Bu dayanışma, halkın kendi kaderini tayin etmesi anlamına gelmez. Tam tersine, onu iktidara bağımlı hale getirir. Ulus-devletin varlığını sürdürebilmesi için sürekli olarak bir “öteki”ye, yani tehdit üretimine ihtiyacı vardır. Bu nedenle etnik fark, sürekli siyasallaştırılır.
Kürtlerin modern tarihteki konumu, etnisitenin siyasallaştırılmasının en somut sonucudur. Osmanlı sonrası dönemde Türkiye, İran, Irak ve Suriye’de kurulan ulus-devletler, Kürtleri kendi ulusal bütünlükleri için bir tehdit olarak gördü.
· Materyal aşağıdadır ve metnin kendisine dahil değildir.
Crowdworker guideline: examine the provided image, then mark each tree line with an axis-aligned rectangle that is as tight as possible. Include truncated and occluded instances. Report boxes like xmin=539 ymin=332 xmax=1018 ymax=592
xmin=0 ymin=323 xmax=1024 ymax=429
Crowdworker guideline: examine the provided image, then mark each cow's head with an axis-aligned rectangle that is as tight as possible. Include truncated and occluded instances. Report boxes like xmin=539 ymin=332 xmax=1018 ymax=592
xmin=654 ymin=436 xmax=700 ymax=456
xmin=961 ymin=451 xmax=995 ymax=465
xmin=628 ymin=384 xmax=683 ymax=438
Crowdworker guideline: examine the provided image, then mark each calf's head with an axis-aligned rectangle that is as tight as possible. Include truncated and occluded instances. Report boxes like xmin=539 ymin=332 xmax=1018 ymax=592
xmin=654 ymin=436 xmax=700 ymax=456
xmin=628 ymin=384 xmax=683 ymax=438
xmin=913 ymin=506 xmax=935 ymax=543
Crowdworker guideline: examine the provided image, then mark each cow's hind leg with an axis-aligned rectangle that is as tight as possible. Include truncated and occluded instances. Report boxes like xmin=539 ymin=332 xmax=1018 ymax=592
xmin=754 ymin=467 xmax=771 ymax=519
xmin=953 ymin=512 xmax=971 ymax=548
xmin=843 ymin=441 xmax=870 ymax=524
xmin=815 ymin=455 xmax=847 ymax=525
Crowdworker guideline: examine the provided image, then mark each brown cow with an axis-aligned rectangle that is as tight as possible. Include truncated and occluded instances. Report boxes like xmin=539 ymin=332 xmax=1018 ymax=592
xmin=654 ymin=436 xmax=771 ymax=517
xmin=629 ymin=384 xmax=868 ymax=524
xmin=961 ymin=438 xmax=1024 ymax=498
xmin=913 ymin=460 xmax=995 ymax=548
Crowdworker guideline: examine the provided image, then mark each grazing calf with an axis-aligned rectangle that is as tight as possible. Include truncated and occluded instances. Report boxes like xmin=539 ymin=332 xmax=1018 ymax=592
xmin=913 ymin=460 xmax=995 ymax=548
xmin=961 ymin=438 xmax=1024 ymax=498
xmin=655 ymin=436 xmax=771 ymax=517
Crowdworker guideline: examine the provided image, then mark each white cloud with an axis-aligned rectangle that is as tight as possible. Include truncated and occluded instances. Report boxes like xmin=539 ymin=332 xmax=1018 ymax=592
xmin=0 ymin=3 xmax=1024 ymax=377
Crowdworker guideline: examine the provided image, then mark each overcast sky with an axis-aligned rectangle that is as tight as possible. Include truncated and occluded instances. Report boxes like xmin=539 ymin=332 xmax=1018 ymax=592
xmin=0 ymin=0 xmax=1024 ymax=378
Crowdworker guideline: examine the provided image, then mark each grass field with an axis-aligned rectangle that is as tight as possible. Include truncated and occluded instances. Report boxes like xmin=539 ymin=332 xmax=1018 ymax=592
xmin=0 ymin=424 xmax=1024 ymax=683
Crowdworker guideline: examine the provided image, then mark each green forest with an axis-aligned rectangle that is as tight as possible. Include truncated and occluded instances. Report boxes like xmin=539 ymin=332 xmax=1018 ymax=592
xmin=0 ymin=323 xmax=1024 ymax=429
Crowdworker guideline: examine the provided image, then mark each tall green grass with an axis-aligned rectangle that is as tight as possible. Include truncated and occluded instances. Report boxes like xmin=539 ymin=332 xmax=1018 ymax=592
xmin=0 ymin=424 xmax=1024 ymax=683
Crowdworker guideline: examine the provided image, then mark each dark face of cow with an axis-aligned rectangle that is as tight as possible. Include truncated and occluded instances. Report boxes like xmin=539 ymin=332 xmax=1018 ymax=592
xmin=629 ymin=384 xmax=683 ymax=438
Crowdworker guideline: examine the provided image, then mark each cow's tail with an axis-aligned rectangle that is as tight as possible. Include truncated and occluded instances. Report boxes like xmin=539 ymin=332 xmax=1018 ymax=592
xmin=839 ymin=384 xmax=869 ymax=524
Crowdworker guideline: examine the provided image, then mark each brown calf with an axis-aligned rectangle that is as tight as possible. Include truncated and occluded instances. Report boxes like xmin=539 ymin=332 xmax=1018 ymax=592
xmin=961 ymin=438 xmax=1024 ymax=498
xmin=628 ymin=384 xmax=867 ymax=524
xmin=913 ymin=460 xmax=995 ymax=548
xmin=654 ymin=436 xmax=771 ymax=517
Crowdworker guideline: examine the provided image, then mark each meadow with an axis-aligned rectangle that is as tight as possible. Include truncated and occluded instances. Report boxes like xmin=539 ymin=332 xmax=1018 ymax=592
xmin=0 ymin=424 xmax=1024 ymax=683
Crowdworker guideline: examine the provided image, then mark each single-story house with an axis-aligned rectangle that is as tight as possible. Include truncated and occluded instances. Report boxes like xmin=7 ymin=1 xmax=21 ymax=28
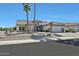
xmin=16 ymin=20 xmax=79 ymax=32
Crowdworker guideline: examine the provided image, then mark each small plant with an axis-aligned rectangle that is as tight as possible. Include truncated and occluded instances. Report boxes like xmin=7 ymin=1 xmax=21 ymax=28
xmin=47 ymin=34 xmax=51 ymax=37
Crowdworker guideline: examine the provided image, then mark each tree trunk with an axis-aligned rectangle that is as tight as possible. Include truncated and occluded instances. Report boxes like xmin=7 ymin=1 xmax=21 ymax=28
xmin=27 ymin=12 xmax=29 ymax=32
xmin=34 ymin=3 xmax=36 ymax=31
xmin=50 ymin=26 xmax=52 ymax=33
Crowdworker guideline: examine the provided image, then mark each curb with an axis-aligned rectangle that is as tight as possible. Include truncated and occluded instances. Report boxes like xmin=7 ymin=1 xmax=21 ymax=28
xmin=0 ymin=39 xmax=40 ymax=45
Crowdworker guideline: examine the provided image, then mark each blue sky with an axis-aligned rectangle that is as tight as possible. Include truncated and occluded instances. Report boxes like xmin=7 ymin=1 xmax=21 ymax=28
xmin=0 ymin=3 xmax=79 ymax=27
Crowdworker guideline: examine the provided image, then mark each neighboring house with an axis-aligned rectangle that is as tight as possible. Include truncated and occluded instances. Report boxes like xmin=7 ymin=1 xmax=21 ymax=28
xmin=16 ymin=20 xmax=33 ymax=31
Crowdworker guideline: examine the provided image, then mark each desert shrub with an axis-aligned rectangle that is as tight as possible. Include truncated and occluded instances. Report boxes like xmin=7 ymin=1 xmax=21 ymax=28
xmin=47 ymin=34 xmax=51 ymax=36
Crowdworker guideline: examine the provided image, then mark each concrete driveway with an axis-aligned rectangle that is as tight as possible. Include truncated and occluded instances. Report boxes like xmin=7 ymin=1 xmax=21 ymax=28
xmin=0 ymin=41 xmax=79 ymax=56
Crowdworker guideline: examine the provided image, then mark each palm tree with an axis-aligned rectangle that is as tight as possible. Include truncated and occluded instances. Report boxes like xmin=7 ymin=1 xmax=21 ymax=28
xmin=34 ymin=3 xmax=36 ymax=31
xmin=23 ymin=3 xmax=30 ymax=32
xmin=48 ymin=22 xmax=54 ymax=33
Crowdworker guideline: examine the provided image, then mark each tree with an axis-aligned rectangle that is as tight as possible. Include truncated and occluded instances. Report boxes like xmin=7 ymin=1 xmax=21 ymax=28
xmin=23 ymin=3 xmax=30 ymax=32
xmin=48 ymin=22 xmax=53 ymax=33
xmin=34 ymin=3 xmax=36 ymax=31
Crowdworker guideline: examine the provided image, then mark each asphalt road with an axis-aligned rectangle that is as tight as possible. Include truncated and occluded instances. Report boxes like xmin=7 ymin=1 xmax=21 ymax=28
xmin=0 ymin=41 xmax=79 ymax=56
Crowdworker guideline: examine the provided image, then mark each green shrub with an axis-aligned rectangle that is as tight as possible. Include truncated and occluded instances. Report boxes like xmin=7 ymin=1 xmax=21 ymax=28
xmin=47 ymin=34 xmax=51 ymax=36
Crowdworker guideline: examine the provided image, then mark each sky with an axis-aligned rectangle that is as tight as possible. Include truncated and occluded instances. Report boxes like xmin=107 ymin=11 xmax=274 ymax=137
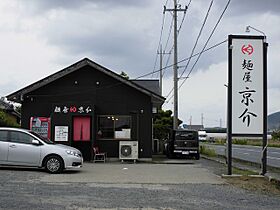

Dilin yasaklanması, aşiretlerin dağıtılması, zorunlu iskan ve kültürel asimilasyon politikaları bu zihniyetin araçlarıydı. Kürt kimliği bastırıldıkça direniş biçimine dönüştü. Kimlik, özgürlük ve varoluş talebi haline geldi. Halkların kendi tarihsel hafızası ve yerel örgütlenme biçimleri ulus-devletlerin tekçi zihniyetiyle silinmeye çalışıldı.
Demokratik ulus fikri tam da bu silinişi durdurmayı hedefler. Burada ulus, ortak yaşamı örgütleme biçimi olarak devreye giriyor. Aidiyet, devlet yerine topluma yönelir. Dolayısıyla demokratik ulus, ulus-devletin inkar ettiği bütün farklılıkları içeren ama onları birbirine dönüştürmeden bir arada tutan yeni bir siyasal formdur.
Bu çerçevede “etnisite” toplumsal çeşitliliğin bir parçası haline gelir. Kürt kimliği de bu anlamda tarihsel bir hafıza, bir direniş bilinci ve toplumsal örgütlenme tarzıdır. Önder Öcalan’ın paradigmasında kimlik, kendini bir halka ait görmek kadar tüm halklarla özgür ve eşit ilişkiler kurabilmekle tanımlar. Bu, milliyetçiliğin dar ufkunu aşan bir politik öznellik önerisidir.
Sonuçta, etnisitenin siyasallaşması ulus-devletin ontolojik zorunluluğudur; demokratik ulus ise bu zorunluluğun tarihsel sınırlarını aşma çabasıdır.
Birincisi, kimliği yönetmek ister; ikincisi, onu özgürleştirmek.
Birincisi, toplumu homojenleştirir; ikincisi, çokluğunu tanır.
Kürt halkının tarihi, bu iki zihniyetin kesiştiği yerde şekillenmiştir. Öcalan’ın önerisi, bu kesişmeyi bir çatışma alanı olmaktan çıkarıp yeni bir toplumsal sözleşmeye dönüştürmektir: kimlik, artık bir iktidar aracının değil, ortak yaşamın zemini olmalıdır.